De dos metros de altura, la figura fue montada por un grupo de cinco personas y llevó un mes y medio de trabajo.

Acróbatas, dragones animados, bailarines chinos y bandas de música, entre otros grupos llegados de todo el mundo, conquistaron las calles del barrio de Tsim Tsa Tsui, en la península de Kowloon.

La hora y media de música, artes marciales, danza, acrobacia y folclore que invade las calles hongkoneses se presenta como una forma popular de saludar el año que comienza.

El evento de este año coincide con la conmemoración del 20 aniversario de la cesión de Hong Kong a China, dotando al evento de mayor color y participación.
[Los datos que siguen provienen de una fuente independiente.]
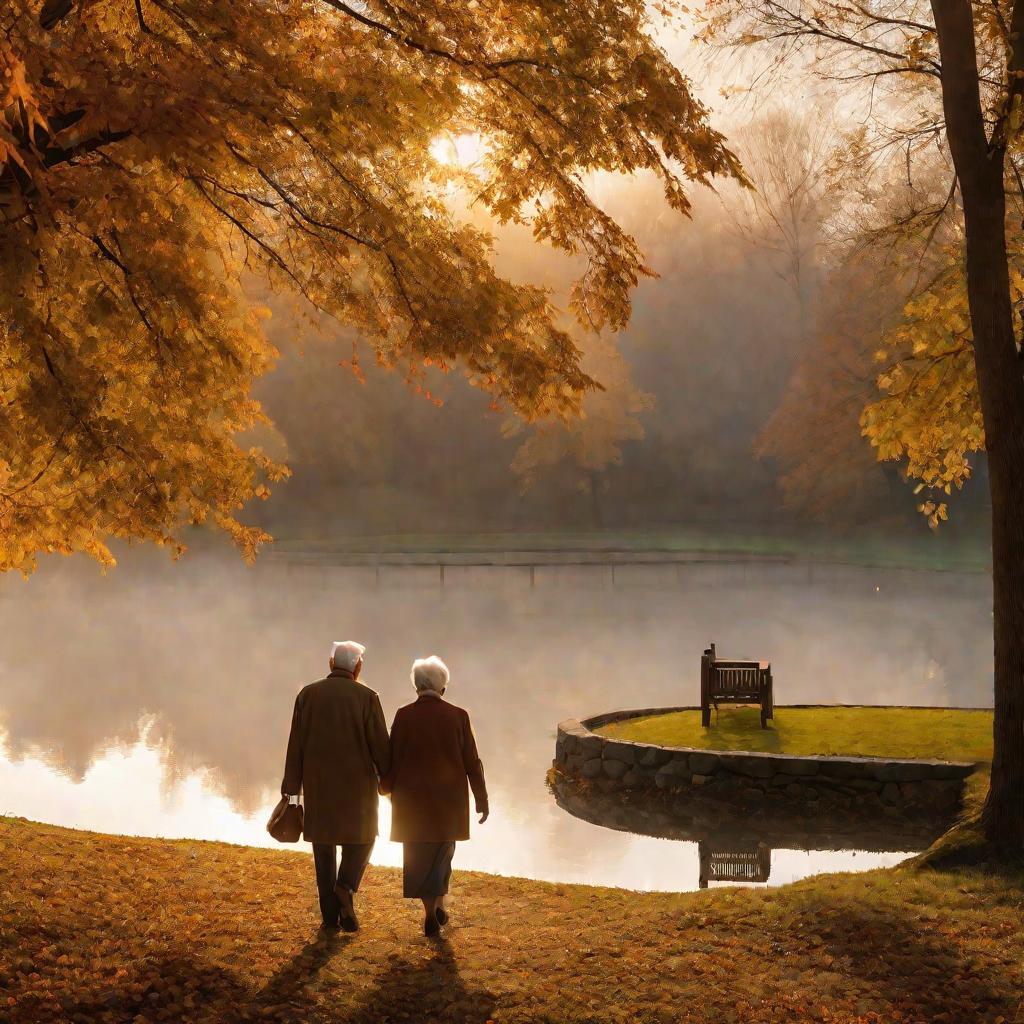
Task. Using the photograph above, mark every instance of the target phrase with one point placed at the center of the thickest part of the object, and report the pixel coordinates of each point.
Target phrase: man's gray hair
(429, 675)
(346, 654)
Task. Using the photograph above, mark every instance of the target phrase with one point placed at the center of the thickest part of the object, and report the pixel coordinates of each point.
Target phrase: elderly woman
(433, 755)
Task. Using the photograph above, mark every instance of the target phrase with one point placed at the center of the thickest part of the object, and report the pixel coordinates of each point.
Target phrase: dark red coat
(433, 764)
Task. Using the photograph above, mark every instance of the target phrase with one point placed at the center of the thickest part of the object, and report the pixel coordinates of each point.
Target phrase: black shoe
(346, 916)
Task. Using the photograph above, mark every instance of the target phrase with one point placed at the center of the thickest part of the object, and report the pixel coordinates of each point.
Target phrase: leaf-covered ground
(99, 928)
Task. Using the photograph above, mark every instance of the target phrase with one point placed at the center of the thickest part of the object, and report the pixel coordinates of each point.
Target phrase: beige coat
(337, 750)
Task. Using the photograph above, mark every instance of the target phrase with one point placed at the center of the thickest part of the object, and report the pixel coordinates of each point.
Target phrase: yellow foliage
(156, 158)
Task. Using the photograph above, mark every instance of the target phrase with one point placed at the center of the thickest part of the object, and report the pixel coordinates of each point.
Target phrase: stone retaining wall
(826, 782)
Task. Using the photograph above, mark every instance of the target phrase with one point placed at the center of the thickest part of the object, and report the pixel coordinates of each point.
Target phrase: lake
(156, 700)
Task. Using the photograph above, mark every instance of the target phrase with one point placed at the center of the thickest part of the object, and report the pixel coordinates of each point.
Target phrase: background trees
(153, 157)
(951, 73)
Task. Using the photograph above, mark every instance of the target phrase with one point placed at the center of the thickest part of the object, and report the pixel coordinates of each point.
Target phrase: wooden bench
(728, 681)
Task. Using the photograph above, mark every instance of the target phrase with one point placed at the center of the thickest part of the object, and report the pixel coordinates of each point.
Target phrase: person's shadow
(286, 989)
(430, 989)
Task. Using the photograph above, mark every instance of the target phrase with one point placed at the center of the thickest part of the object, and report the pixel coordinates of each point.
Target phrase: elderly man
(337, 751)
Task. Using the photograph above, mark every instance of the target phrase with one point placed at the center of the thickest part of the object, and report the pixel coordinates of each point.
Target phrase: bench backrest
(729, 676)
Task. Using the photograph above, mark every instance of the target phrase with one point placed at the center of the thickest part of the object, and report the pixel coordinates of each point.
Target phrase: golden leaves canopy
(161, 160)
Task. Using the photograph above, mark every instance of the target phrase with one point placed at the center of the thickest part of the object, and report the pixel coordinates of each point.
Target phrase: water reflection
(203, 659)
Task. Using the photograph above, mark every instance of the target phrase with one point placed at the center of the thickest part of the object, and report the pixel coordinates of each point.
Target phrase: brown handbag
(286, 821)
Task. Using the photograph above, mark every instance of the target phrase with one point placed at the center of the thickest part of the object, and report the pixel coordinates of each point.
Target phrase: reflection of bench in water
(729, 681)
(733, 863)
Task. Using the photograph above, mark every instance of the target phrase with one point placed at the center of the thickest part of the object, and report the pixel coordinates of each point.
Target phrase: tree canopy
(162, 161)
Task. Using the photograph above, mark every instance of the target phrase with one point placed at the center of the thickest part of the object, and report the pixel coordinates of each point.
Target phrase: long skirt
(426, 869)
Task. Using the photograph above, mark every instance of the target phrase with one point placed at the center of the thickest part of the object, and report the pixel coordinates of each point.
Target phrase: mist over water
(175, 682)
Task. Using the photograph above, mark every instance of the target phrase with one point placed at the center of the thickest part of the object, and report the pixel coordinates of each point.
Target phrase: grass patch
(948, 734)
(110, 929)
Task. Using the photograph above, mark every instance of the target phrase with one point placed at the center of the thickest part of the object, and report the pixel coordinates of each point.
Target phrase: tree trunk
(1000, 386)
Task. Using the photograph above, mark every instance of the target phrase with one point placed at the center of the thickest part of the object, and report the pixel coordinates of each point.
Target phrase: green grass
(925, 550)
(882, 732)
Tambores, leones chinos, dragones de colores, petardos y globos gigantes ambientaron la marcha de las carrozas y los artistas.

El Año Nuevo Lunar Chino da inicio al Festival de la Primavera, que termina oficialmente con el Festival de las Linternas, 14 días después.

Durante este tiempo, las celebraciones están cargadas de alto contenido tradicional en Hong Kong, donde las calles se engalanan con farolillos rojos y árboles de mandarinas que simbolizan buena fortuna y prosperidad, mientras las danzas de los leones se ven de forma asidua por toda la ciudad.

Los restaurantes ofrecen menús especiales, como el Poon Choi, una mezcla de setas secas, gambas, pollo y muchos otros ingredientes locales, que simboliza prosperidad y armonía familiar.

Los dulces elaborados con bolas de arroz rellenas de sésamo, cacahuete o alubias son otra tradición común entre las familias chinas por su simbolismo de reunión y unidad.

Las cajas de caramelos y bombones se convierten en un regalo casi obligado en cada casa que se visita en estos días.

Los más pequeños visten trajes tradicionales, mientras que los adultos estrenan ropa en el primer día del año con la superstición de que trae buena suerte.

Las tradiciones taoístas, fuertemente arraigadas en Hong Kong, toman protagonismo esos días en múltiples templos repartidos por la multitudinaria ciudad, que se convierten en una colmena de actividad y gente.

Incienso y papeles de color rojo con deseos inscritos se queman sin cesar frente a los altares con la creencia de que el humo lleva oraciones al cielo, entre las frutas y otros alimentos que descansan al pie de los altares a modo de ofrendas.

Hasta la víspera de la celebración del Año Nuevo el parque Victoria, el más grande de la ciudad, convierte parte de su espacio en un mercado de flores ambulante que es visitado por miles de personas que ven en las plantas otra forma de atraer la buena suerte dentro de sus hogares.

Las carreras de caballos también adquieren un protagonismo importante en este periodo.

El derbi del Año Nuevo Chino, que se celebra el tercer día del año nuevo lunar, es una de las más populares enn Hong Kong.

La carrera, que tiene lugar en el hipódromo de Sha Tin, situado en la parte continental de la ex colonia inglesa y próximo a la frontera territorial con China, es una de las más concurridas del año en Hong Kong, donde las apuestas en este tipo de competiciones son muy populares.